Some filters were more complicated than that (I'm still not sure encoding the group sort order isn't some form of witchcraft),1 but the resulting algorithm is pretty cool. It's even used to encode the views stored on your device so they take up less space.

The two searches

Taking a break from the technical stuff, I also had to solve some tricky UX challenges. One of the biggest was something I ended up calling the "two search problem". If a user had their songs ranked by plays, and searched up "Taylor Swift", did they want to see their 1st, 2nd, 3rd, etc. most played Taylor Swift songs? Or did they want to see that their 2nd, 5th, and 9th most played songs were by Taylor Swift?

As you might be able to tell, this was a hard problem to even explain to users. The Yes/No switch for the "Rerank items on search" filter (my original solution) was easily the thing my beta testers were most confused about.

A seemingly separate problem I was facing was the fact that ⌘F was broken. Hundreds of thousands of song names is too much for a browser to show at once, so I added a way to only show the items currently on screen based on the scroll position. Unfortunately, that meant that anything off-screen was lost to ⌘F. It struck me that if I made a "Find in page" replacement, it would solve the two search problem also. Searching in the filters could always rerank to 1st-2nd-3rd, and the find in page replacement (now called "Jump to") could show the original ranks (e.g. 2nd-5th-9th).

The "Jump to" UI

1.

For those curious, the witchcraft works like this: all 11 possible sort criteria (Plays, Day of week, Artist name, etc.) have an index 0-10 assigned to them that determines their place in the sort priority. The naive storage mechanism would be to store each index back-to-back, which requires 11 criteria * 4 bits = 44 bits of storage space. That's inefficient, because it's enough to store any 10 four-bit numbers (could be 10 thirteens, for example), but I only need to store 10 unique numbers.

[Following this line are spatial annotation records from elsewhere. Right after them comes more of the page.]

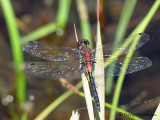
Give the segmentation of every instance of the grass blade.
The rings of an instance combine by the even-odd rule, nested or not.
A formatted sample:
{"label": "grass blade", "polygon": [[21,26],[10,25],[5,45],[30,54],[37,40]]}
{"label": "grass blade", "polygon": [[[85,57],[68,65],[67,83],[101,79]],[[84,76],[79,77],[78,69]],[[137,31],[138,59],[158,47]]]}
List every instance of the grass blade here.
{"label": "grass blade", "polygon": [[26,100],[26,79],[22,70],[23,52],[21,49],[19,31],[16,24],[16,18],[10,0],[0,0],[6,24],[8,27],[9,38],[12,48],[14,69],[16,74],[16,96],[18,103]]}
{"label": "grass blade", "polygon": [[[151,18],[153,17],[153,15],[155,14],[155,12],[159,8],[159,5],[160,5],[160,0],[155,1],[155,3],[153,4],[152,8],[148,12],[147,16],[136,27],[136,29],[132,32],[132,34],[135,34],[137,32],[144,32],[144,30],[146,29],[147,25],[151,21]],[[124,80],[124,77],[125,77],[125,70],[127,70],[127,67],[128,67],[128,64],[129,64],[129,59],[132,57],[132,55],[134,53],[134,48],[137,45],[138,40],[139,39],[136,39],[133,42],[133,44],[131,45],[131,48],[130,48],[131,52],[129,52],[127,54],[126,58],[125,58],[124,65],[123,65],[123,70],[121,71],[120,76],[118,78],[118,83],[116,85],[115,94],[114,94],[114,97],[113,97],[113,103],[112,103],[113,107],[117,107],[117,105],[118,105],[118,101],[119,101],[119,97],[120,97],[120,92],[121,92],[123,80]],[[115,119],[115,115],[116,115],[116,111],[112,110],[111,111],[110,120],[114,120]]]}

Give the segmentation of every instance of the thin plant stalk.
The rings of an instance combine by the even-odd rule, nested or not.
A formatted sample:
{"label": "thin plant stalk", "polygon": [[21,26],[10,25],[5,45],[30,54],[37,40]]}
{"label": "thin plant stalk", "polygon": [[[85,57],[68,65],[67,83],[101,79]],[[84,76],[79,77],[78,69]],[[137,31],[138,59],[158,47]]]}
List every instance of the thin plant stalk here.
{"label": "thin plant stalk", "polygon": [[94,67],[94,79],[97,85],[97,92],[100,101],[100,112],[99,117],[101,120],[105,120],[105,89],[104,89],[104,59],[102,50],[102,40],[100,32],[100,22],[99,22],[99,0],[97,0],[97,42],[96,42],[96,63]]}
{"label": "thin plant stalk", "polygon": [[38,29],[28,33],[21,38],[22,43],[38,40],[57,30],[57,28],[65,29],[68,22],[68,14],[70,10],[71,0],[59,0],[59,6],[55,22],[39,27]]}
{"label": "thin plant stalk", "polygon": [[[122,13],[121,13],[121,16],[120,16],[120,20],[119,20],[119,23],[118,23],[118,27],[117,27],[117,31],[116,31],[116,34],[115,34],[115,39],[114,39],[114,42],[120,42],[123,38],[124,38],[124,35],[126,33],[126,30],[127,30],[127,26],[128,26],[128,23],[129,23],[129,20],[131,18],[131,15],[133,13],[133,10],[136,6],[136,3],[137,3],[137,0],[125,0],[125,3],[124,3],[124,7],[123,7],[123,10],[122,10]],[[118,45],[118,44],[116,44]],[[114,46],[113,48],[113,52],[115,51],[115,48],[117,48],[118,46]],[[112,67],[109,66],[111,69],[111,71],[113,71],[115,68],[113,67],[116,63],[113,62],[112,63]],[[109,72],[111,72],[109,71]],[[113,84],[113,76],[107,76],[106,77],[106,94],[110,94],[111,90],[112,90],[112,84]]]}
{"label": "thin plant stalk", "polygon": [[80,17],[80,27],[82,32],[82,37],[89,40],[90,48],[93,48],[93,41],[91,36],[88,9],[84,0],[76,0],[78,14]]}
{"label": "thin plant stalk", "polygon": [[19,31],[16,24],[16,17],[10,0],[0,0],[4,17],[6,20],[16,74],[16,97],[18,103],[23,103],[26,100],[26,79],[22,70],[23,52],[21,49]]}
{"label": "thin plant stalk", "polygon": [[[144,32],[147,25],[151,21],[153,15],[156,13],[157,9],[159,8],[159,5],[160,5],[160,0],[155,1],[152,8],[148,12],[147,16],[141,21],[141,23],[136,27],[136,29],[131,34]],[[130,48],[130,52],[127,54],[127,56],[125,58],[125,61],[124,61],[123,67],[122,67],[122,71],[120,73],[120,76],[118,78],[118,83],[116,85],[115,94],[114,94],[114,97],[113,97],[113,103],[112,103],[113,107],[117,107],[117,105],[118,105],[120,92],[121,92],[123,80],[124,80],[124,77],[125,77],[125,72],[127,70],[128,64],[129,64],[129,59],[131,59],[131,57],[134,53],[134,48],[136,47],[136,45],[138,43],[138,40],[139,39],[136,39],[135,41],[133,41],[133,44],[131,45],[131,48]],[[115,116],[116,116],[116,111],[112,110],[110,120],[114,120]]]}
{"label": "thin plant stalk", "polygon": [[160,119],[160,103],[157,106],[157,109],[152,117],[152,120],[159,120]]}

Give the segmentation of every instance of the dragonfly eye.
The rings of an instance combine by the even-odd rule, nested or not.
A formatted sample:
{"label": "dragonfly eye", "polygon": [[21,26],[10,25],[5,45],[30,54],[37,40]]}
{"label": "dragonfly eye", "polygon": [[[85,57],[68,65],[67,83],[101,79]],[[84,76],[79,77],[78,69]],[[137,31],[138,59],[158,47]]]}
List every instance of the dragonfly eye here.
{"label": "dragonfly eye", "polygon": [[81,40],[79,41],[79,46],[82,46],[82,45],[89,45],[89,41],[86,40],[86,39],[81,39]]}

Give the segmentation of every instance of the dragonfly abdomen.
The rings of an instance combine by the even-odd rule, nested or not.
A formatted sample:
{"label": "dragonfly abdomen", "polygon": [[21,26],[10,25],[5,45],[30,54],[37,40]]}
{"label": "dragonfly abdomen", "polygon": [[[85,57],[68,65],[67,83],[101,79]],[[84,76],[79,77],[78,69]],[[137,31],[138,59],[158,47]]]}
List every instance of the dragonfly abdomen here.
{"label": "dragonfly abdomen", "polygon": [[98,111],[100,112],[100,102],[99,102],[99,97],[98,97],[98,93],[96,90],[96,86],[94,83],[94,79],[92,77],[92,72],[88,72],[88,75],[89,75],[89,79],[90,79],[91,93],[92,93],[92,96],[94,97],[95,105],[96,105]]}

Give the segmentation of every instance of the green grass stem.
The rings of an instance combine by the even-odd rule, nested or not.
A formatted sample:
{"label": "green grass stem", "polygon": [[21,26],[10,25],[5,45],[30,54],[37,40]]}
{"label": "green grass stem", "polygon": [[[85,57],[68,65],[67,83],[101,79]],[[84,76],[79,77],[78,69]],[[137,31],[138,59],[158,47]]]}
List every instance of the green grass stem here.
{"label": "green grass stem", "polygon": [[59,0],[59,7],[55,22],[39,27],[31,33],[21,38],[22,43],[38,40],[57,30],[57,28],[65,29],[68,22],[68,14],[70,10],[71,0]]}
{"label": "green grass stem", "polygon": [[[151,21],[153,15],[156,13],[157,9],[159,8],[159,5],[160,5],[160,0],[156,0],[155,3],[153,4],[153,6],[151,7],[150,11],[146,15],[146,17],[141,21],[141,23],[136,27],[136,29],[131,34],[144,32],[144,30],[146,29],[147,25]],[[129,59],[131,59],[131,57],[132,57],[132,55],[134,53],[134,48],[136,47],[136,45],[138,43],[138,40],[139,39],[136,39],[135,41],[133,41],[133,43],[131,45],[131,48],[130,48],[131,52],[129,52],[127,54],[126,58],[125,58],[125,61],[124,61],[124,64],[123,64],[123,68],[122,68],[120,76],[118,78],[118,82],[117,82],[116,89],[115,89],[115,94],[114,94],[114,97],[113,97],[113,103],[112,103],[113,107],[117,107],[117,105],[118,105],[120,92],[121,92],[123,80],[124,80],[124,77],[125,77],[125,72],[127,70],[128,64],[129,64]],[[115,116],[116,116],[116,111],[112,110],[111,111],[110,120],[114,120]]]}
{"label": "green grass stem", "polygon": [[93,41],[91,36],[88,9],[84,0],[76,0],[78,14],[80,17],[80,27],[82,32],[82,37],[89,40],[90,48],[93,48]]}
{"label": "green grass stem", "polygon": [[26,100],[26,79],[22,70],[23,52],[20,43],[19,31],[16,24],[16,17],[14,15],[10,0],[0,0],[0,2],[11,43],[14,69],[16,74],[16,97],[18,103],[23,103]]}

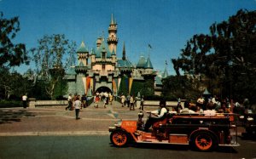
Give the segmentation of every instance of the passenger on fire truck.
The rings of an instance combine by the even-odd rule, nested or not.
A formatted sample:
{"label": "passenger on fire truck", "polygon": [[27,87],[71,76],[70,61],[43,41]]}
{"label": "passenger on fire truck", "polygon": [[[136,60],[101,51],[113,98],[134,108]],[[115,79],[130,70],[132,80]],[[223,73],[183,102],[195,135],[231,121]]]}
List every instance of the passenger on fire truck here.
{"label": "passenger on fire truck", "polygon": [[165,117],[165,115],[169,111],[166,107],[166,101],[162,99],[160,101],[160,107],[158,110],[151,111],[148,119],[146,122],[144,131],[148,132],[149,128],[160,119]]}

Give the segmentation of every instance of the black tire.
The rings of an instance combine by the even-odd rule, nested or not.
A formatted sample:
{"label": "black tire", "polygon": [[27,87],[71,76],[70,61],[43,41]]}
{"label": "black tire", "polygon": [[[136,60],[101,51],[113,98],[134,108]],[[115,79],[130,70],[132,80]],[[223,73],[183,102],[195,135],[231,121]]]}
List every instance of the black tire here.
{"label": "black tire", "polygon": [[123,130],[116,130],[110,134],[111,143],[117,147],[124,147],[129,142],[129,136],[126,132]]}
{"label": "black tire", "polygon": [[210,151],[216,148],[217,139],[209,132],[196,132],[191,137],[191,145],[197,150]]}

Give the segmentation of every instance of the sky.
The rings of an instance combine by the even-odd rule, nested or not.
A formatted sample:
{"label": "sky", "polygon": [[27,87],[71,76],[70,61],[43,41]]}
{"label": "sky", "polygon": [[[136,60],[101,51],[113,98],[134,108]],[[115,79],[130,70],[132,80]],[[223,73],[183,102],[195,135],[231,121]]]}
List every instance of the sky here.
{"label": "sky", "polygon": [[[20,31],[15,43],[26,49],[38,46],[44,35],[65,34],[78,47],[89,50],[108,29],[113,14],[118,24],[118,58],[125,43],[134,65],[141,55],[150,56],[154,69],[175,75],[171,59],[177,59],[195,34],[208,34],[212,24],[227,20],[241,9],[256,10],[256,0],[0,0],[3,17],[19,16]],[[151,48],[148,48],[148,44]],[[21,65],[25,72],[31,65]]]}

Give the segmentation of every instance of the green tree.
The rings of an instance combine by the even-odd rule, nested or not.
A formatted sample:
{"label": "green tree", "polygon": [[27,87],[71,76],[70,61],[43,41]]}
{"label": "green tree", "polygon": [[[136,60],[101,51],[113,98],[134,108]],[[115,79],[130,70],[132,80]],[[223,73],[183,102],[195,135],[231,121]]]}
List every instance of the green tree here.
{"label": "green tree", "polygon": [[181,57],[172,60],[177,74],[183,70],[191,77],[207,78],[207,86],[219,87],[223,96],[241,99],[241,90],[255,93],[255,81],[245,83],[256,72],[255,25],[256,11],[239,10],[227,21],[212,24],[208,35],[195,35],[181,50]]}
{"label": "green tree", "polygon": [[[15,71],[10,73],[8,69],[0,69],[0,94],[6,99],[10,98],[16,99],[25,94],[29,94],[32,82],[27,77],[23,77],[20,73]],[[20,84],[21,83],[21,84]]]}
{"label": "green tree", "polygon": [[0,12],[0,67],[28,64],[25,44],[12,42],[20,30],[18,17],[5,19]]}
{"label": "green tree", "polygon": [[127,95],[129,93],[128,90],[128,77],[126,76],[123,76],[121,78],[119,88],[119,95],[121,95],[122,94],[125,95]]}
{"label": "green tree", "polygon": [[[69,42],[64,35],[54,34],[44,36],[38,40],[38,46],[32,49],[37,72],[39,74],[40,80],[45,82],[40,86],[44,86],[44,90],[50,99],[61,95],[54,94],[59,92],[55,90],[56,86],[59,86],[59,82],[67,84],[62,80],[65,71],[74,64],[75,48],[75,43]],[[67,88],[62,84],[61,86]],[[66,93],[61,92],[61,94],[64,95]]]}

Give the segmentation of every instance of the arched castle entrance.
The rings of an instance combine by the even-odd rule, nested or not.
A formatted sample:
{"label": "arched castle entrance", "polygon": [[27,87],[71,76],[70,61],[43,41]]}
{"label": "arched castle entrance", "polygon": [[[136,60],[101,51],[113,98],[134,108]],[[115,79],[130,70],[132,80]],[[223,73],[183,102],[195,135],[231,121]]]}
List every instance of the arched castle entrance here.
{"label": "arched castle entrance", "polygon": [[105,86],[102,86],[100,88],[98,88],[96,92],[98,92],[98,93],[102,93],[102,92],[106,92],[106,93],[109,93],[111,92],[111,89],[108,87],[105,87]]}

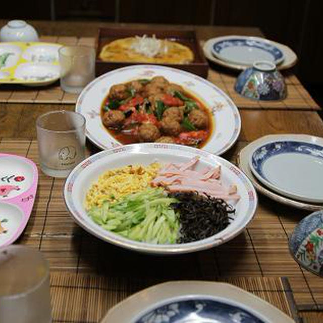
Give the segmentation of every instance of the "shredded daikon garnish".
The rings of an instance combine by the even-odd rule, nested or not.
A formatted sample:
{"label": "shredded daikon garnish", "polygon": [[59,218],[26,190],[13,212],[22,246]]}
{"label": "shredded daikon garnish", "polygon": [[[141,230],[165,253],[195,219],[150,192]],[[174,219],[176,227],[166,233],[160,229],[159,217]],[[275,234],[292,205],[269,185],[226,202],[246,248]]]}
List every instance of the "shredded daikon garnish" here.
{"label": "shredded daikon garnish", "polygon": [[136,52],[147,57],[154,57],[158,54],[167,52],[167,46],[163,43],[160,39],[157,39],[154,34],[152,37],[147,37],[147,35],[142,37],[136,36],[130,48]]}

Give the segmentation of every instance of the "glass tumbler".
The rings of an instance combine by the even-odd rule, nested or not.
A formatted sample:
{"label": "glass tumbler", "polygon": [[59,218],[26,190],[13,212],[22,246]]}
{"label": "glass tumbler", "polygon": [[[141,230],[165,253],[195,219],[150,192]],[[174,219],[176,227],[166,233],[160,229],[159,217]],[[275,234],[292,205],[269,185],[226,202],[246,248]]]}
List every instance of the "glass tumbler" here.
{"label": "glass tumbler", "polygon": [[72,111],[52,111],[39,117],[36,125],[41,170],[66,177],[84,159],[85,118]]}
{"label": "glass tumbler", "polygon": [[51,321],[48,264],[24,246],[0,248],[0,322]]}
{"label": "glass tumbler", "polygon": [[61,87],[69,93],[80,93],[94,79],[95,51],[87,46],[64,46],[59,49]]}

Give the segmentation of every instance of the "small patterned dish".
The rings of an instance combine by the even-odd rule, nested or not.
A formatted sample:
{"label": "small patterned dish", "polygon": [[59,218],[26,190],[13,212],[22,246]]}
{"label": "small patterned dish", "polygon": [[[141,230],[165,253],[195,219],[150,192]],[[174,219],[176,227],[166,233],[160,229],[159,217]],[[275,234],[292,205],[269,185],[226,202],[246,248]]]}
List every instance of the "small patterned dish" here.
{"label": "small patterned dish", "polygon": [[286,86],[282,74],[271,62],[255,62],[237,79],[235,90],[240,94],[256,100],[282,100],[286,97]]}
{"label": "small patterned dish", "polygon": [[294,230],[289,248],[302,266],[323,277],[323,210],[304,218]]}
{"label": "small patterned dish", "polygon": [[294,320],[254,295],[229,284],[169,282],[110,309],[101,323],[264,323]]}
{"label": "small patterned dish", "polygon": [[0,153],[0,247],[14,242],[27,225],[38,178],[37,167],[32,161]]}
{"label": "small patterned dish", "polygon": [[0,84],[40,86],[60,78],[59,44],[0,43]]}

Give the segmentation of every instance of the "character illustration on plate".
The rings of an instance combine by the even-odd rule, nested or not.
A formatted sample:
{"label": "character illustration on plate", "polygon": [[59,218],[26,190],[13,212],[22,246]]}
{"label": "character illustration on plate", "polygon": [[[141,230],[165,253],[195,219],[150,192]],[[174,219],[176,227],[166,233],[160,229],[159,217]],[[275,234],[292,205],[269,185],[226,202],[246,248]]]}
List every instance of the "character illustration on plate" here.
{"label": "character illustration on plate", "polygon": [[[20,187],[16,184],[24,180],[25,177],[21,175],[7,175],[2,177],[0,179],[0,197],[8,197],[12,191],[20,190]],[[3,184],[3,183],[5,184]]]}
{"label": "character illustration on plate", "polygon": [[2,226],[2,224],[6,223],[8,222],[8,220],[7,219],[3,219],[2,220],[0,220],[0,235],[7,233],[8,230]]}
{"label": "character illustration on plate", "polygon": [[0,69],[6,67],[6,62],[10,55],[13,55],[13,52],[4,52],[0,55]]}

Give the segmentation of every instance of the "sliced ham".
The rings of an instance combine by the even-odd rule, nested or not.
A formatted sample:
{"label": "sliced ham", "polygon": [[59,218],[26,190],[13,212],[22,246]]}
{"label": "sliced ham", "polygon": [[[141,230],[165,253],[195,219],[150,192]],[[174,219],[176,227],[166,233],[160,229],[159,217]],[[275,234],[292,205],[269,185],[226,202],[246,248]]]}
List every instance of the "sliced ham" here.
{"label": "sliced ham", "polygon": [[186,163],[170,163],[158,172],[151,182],[152,186],[164,186],[170,192],[197,192],[226,200],[238,200],[237,185],[226,187],[220,179],[221,167],[207,166],[200,171],[194,169],[199,157]]}

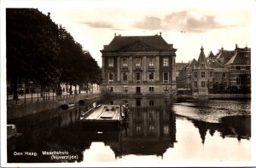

So I turned to a different algorithm. Each critera got assigned a letter (Plays = a, Day of week = b, Artist name = c, etc.), and were concatenated into a single string in the sort order. So an order of (Plays tiebroken by Artist name tiebroken by Day of week tiebroken by ...) would result in a string of acb.... Finally, based on a list of every possible permutation of abcdefghijk in alphabetical order, the index of our string within that list is the number of our segment.

Using this technique, I only need to store 11! possibilities (the actual number of possible sort order permutations), which cuts the sort order storage to 26 bits, a marked improvement over the naive 44 bits.